Tank looks great! How did you secure the moss to the rocks? With thread or super glue? or the Force?


----------



## metallicanick78 (Apr 26, 2011)

where did you get the rocks?


----------



## gnod (Mar 24, 2011)

+1 for how you put the fissendens on the rocks


----------



## Centromochlus (May 19, 2008)

Updates?


----------



## Storm (Aug 7, 2011)

Beautiful tank! I'm thinking of getting a 60P and I have a question about your light - The coralife T5HO with 2 bulbs would be too much wattage for low light (2x 24 watt) - do you just leave 1 bulb out of the fixture to avoid algae?

The background grasslike plant - is that Blyxa Japonica?

Your beautiful tank is an inspiration!


----------



## dhdnguyen (Mar 2, 2010)

Loving the scape! Especially the fissidens on the stones.

I'm also curious as to how you got the fissidens and moss to stick to the stones.


----------



## bsk (Aug 18, 2010)

Beautiful. This has to rank as one of the nicest low tech shrimp tanks I've seen.


----------



## radioman (Oct 29, 2007)

This tank is amazing!!!! If that is Blyxa in the back, I am wondering how it is surviving with no co2.


----------



## Storm (Aug 7, 2011)

radioman said:


> This tank is amazing!!!! If that is Blyxa in the back, I am wondering how it is surviving with no co2.

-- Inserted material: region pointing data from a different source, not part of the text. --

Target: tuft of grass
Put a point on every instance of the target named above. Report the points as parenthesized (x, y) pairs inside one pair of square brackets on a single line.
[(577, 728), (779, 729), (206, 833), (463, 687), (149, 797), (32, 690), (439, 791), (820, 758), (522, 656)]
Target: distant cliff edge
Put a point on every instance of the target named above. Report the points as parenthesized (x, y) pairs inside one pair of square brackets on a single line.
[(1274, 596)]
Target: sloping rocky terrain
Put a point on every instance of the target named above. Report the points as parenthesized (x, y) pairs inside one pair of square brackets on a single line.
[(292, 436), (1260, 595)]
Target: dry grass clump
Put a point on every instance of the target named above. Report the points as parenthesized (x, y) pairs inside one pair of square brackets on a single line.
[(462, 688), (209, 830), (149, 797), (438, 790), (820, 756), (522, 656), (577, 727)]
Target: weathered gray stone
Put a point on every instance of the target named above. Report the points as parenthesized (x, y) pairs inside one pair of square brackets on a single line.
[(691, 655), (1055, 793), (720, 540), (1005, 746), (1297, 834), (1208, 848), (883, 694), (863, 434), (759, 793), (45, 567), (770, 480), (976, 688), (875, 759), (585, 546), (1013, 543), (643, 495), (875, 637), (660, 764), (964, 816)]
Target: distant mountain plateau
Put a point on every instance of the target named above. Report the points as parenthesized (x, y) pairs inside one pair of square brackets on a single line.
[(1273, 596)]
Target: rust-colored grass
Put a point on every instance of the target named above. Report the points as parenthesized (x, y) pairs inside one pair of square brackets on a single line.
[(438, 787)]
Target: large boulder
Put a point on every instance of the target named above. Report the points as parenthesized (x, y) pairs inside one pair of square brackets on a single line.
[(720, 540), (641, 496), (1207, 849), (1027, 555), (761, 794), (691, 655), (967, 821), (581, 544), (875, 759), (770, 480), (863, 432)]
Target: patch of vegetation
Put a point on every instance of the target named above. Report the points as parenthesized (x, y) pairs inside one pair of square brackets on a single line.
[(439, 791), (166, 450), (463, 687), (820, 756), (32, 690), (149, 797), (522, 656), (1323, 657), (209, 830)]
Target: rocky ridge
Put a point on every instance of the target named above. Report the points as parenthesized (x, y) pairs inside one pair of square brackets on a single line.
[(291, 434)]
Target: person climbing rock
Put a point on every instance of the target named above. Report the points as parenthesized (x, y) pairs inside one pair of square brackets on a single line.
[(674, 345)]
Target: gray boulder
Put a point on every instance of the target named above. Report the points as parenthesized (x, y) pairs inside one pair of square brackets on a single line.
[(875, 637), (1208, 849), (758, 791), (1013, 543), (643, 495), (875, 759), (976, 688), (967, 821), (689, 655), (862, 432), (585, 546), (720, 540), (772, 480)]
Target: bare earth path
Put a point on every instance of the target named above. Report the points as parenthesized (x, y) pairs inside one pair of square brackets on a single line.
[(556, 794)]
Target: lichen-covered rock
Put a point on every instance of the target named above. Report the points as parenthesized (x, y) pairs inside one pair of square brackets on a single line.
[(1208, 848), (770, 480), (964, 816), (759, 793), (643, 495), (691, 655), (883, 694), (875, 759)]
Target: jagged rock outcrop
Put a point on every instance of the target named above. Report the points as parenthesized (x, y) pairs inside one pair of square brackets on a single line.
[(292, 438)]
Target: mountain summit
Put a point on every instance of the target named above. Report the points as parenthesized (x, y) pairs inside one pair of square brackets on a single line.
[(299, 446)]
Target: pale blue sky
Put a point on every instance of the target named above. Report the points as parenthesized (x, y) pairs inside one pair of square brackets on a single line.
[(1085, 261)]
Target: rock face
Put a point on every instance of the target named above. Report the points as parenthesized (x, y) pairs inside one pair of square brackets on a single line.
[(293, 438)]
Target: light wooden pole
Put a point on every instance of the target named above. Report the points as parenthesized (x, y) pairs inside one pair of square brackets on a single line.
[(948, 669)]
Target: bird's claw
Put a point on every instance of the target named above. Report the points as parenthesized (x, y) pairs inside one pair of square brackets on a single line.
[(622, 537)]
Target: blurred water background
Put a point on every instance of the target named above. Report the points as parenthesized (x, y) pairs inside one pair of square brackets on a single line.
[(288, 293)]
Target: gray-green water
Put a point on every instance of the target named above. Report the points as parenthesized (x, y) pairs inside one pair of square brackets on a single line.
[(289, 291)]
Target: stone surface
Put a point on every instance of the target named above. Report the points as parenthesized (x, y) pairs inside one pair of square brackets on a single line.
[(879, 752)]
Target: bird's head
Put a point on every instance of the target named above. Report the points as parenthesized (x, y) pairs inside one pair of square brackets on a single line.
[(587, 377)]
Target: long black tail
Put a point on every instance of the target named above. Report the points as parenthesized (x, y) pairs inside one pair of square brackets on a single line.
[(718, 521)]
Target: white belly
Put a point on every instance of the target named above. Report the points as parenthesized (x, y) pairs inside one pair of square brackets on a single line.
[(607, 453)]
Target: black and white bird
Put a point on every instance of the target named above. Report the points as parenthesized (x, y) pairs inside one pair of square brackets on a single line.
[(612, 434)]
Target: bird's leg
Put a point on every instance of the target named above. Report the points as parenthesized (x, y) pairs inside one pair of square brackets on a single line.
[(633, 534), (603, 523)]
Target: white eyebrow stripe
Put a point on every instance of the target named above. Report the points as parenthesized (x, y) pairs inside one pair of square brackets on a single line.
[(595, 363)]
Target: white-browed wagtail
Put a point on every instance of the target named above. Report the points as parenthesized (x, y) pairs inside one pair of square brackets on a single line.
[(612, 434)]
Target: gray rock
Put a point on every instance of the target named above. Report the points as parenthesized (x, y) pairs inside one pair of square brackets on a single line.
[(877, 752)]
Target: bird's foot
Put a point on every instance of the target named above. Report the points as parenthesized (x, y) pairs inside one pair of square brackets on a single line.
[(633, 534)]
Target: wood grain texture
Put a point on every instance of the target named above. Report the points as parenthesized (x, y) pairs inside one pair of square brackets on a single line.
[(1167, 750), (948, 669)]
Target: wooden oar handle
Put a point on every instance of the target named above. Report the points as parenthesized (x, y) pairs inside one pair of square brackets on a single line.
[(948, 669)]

It might be a dwarf micro-sword. It's sad when someone sets up a beautiful tank like this and never posts updates. This tank is amazing and I'd love to see what it looks like fully grown in.


----------



## ADAtank (Jul 26, 2011)

tx in da house!


----------



## sayurasem (Jun 17, 2011)

Update pretty please I'm begging you :icon_cry:


----------